Alors qu’il a 17 ans, son professeur lui demande d’étudier une sonate du compositeur russe. Après quelque temps, peu convaincu de sa performance, le prof lui dit que le morceau est sans doute trop difficile pour lui, et lui en assigne un autre. Piqué au vif, le jeune pianiste se décide à concentrer désormais tous ses efforts sur son instrument. Bien lui en prit : il se révélera plus tard comme l’un des pianistes les plus talentueux de sa génération.

 

Lorsque l’OSM lui a proposé d’interpréter cet automne le Concerto no 3, op. 26 de Prokofiev, il a été surpris. « Je n’ai pas joué ce morceau depuis plus de 10 ans, explique Charles Richard-Hamelin. Je le retrouve avec beaucoup de joie ! »

 

Il donnera trois représentations de ce concerto à partir du 11 octobre, dans le cadre du concert Charles Richard-Hamelin et la musique russe .

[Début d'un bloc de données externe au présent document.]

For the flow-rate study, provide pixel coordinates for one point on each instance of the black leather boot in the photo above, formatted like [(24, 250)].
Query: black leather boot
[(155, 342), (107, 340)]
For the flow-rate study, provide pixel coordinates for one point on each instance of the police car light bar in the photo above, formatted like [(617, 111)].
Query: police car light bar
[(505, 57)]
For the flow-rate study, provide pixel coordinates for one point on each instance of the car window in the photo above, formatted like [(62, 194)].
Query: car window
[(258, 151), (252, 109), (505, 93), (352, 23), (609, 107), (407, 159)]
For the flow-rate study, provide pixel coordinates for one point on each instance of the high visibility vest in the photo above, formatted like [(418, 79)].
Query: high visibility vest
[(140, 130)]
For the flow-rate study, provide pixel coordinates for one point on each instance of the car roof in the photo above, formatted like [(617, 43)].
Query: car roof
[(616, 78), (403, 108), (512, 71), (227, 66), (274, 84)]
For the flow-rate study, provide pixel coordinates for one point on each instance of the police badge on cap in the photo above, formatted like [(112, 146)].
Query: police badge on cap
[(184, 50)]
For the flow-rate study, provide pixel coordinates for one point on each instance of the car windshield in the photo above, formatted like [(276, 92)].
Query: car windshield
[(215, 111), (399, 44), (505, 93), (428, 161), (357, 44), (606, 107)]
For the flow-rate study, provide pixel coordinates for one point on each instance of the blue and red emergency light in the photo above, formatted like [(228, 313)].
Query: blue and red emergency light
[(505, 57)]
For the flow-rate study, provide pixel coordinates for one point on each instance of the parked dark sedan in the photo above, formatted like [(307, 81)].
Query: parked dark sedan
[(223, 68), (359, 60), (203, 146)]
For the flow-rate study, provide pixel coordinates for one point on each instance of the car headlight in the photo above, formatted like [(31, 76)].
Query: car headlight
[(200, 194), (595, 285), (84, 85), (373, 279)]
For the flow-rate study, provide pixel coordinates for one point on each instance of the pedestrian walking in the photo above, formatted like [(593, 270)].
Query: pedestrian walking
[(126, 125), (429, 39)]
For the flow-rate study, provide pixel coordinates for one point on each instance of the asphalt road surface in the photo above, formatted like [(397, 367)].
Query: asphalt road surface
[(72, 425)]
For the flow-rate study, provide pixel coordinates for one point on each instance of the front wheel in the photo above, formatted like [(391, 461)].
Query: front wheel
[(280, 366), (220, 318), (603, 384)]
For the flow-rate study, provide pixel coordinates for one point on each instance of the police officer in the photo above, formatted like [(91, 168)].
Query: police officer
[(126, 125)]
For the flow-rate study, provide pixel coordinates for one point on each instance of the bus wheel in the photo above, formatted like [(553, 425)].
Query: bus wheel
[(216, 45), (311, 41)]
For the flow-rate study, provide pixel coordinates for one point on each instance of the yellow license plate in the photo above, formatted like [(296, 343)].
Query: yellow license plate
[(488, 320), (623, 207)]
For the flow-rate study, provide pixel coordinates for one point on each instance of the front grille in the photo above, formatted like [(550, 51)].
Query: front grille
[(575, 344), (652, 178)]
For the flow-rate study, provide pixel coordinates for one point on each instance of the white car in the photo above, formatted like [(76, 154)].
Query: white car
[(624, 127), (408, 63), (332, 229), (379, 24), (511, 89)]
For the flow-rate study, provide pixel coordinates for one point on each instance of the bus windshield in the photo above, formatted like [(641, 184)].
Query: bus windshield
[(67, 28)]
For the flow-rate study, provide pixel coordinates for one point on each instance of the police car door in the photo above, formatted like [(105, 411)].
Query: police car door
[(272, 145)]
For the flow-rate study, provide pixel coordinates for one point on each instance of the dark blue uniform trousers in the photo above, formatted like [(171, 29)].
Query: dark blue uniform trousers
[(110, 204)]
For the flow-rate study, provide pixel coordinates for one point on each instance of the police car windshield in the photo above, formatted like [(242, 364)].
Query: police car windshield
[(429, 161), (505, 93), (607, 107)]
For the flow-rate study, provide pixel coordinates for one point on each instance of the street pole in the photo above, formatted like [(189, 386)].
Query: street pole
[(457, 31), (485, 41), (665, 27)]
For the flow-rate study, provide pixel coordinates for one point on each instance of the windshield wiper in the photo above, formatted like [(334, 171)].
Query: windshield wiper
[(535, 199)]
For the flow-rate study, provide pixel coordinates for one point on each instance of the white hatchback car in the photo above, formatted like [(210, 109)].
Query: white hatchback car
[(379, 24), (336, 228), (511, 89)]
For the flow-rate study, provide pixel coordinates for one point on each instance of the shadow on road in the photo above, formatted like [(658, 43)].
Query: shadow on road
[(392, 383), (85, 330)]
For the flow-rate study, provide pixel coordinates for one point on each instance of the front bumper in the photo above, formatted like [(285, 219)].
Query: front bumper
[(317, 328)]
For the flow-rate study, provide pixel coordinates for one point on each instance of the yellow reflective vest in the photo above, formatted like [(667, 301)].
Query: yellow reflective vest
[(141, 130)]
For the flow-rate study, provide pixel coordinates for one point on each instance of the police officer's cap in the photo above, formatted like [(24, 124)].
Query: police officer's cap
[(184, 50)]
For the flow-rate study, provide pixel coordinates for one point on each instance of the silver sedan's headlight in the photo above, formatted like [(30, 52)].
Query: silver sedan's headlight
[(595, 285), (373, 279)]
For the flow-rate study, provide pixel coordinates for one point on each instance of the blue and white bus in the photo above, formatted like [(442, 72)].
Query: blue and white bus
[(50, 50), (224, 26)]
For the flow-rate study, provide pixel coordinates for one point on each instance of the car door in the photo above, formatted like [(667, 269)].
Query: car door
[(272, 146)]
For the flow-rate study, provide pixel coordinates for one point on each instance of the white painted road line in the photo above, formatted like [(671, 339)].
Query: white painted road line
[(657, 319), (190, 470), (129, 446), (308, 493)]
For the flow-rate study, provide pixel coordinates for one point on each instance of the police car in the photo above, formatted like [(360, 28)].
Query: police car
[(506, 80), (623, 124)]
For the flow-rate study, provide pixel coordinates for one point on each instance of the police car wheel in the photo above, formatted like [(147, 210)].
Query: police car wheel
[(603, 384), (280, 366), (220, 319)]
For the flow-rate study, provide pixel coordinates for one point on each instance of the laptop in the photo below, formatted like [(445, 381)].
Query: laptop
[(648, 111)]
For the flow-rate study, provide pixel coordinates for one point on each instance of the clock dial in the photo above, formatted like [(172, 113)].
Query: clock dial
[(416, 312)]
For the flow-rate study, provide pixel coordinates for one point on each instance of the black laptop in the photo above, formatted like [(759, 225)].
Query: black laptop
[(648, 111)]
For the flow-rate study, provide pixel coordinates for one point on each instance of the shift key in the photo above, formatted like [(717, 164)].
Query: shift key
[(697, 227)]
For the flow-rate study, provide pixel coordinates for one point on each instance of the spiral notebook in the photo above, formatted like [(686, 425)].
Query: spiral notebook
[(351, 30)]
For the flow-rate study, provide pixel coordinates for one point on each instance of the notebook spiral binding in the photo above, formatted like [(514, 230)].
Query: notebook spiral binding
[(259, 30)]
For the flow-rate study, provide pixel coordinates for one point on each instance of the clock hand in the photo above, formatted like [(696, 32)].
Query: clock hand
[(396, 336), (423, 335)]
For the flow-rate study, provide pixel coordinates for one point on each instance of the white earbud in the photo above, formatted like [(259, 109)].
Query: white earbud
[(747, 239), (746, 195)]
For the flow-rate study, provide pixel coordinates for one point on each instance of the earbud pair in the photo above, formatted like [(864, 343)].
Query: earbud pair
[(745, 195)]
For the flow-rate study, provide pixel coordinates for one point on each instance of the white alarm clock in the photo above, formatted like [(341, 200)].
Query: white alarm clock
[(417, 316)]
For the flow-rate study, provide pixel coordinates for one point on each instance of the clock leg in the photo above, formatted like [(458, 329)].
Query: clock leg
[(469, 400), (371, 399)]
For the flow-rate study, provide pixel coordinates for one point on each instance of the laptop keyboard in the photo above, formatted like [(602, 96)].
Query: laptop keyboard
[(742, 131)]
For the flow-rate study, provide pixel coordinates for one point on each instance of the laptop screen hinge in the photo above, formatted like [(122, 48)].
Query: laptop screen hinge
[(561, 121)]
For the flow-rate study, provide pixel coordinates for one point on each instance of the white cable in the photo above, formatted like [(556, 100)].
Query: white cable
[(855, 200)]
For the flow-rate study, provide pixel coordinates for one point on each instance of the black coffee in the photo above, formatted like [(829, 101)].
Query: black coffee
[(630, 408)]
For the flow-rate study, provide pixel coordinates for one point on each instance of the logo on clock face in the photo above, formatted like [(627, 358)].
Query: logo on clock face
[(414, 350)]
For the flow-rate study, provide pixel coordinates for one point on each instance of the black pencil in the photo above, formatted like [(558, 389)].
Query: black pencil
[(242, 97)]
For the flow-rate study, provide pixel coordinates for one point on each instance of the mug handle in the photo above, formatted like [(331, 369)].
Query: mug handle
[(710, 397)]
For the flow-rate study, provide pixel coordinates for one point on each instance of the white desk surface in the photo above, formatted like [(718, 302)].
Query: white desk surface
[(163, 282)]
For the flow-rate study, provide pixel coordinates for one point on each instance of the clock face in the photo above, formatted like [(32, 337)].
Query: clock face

C’est pourtant à un autre compositeur, Chopin, que le nom de Charles Richard-Hamelin est naturellement associé. Sa maîtrise du répertoire de Chopin lui a valu en 2015 la médaille d’argent et le prix Krystian Zimerman lors du Concours international de piano Frédéric-Chopin à Varsovie.

 

Même s’il dit que ce prix a changé sa vie, ce n’est qu’une des nombreuses récompenses accordées au pianiste originaire de Joliette : Prix d’Europe, Révélation Radio-Canada en musique classique, premier prix au Concours national de piano de l’Orchestre symphonique de Toronto. Son premier disque a reçu l’an dernier le Félix « Album de l’année — Classique/Soliste et petit ensemble ». Cette année, il a été fait Compagnon des arts et des lettres du Québec (à 28 ans, il est le plus jeune après Xavier Dolan à avoir reçu une telle distinction).

 

Cette reconnaissance souligne une impressionnante carrière internationale. Rien qu’au cours des 12 derniers mois, il s’est produit en Allemagne, en France, en Italie, en Pologne, en Suisse, au Japon et à Singapour !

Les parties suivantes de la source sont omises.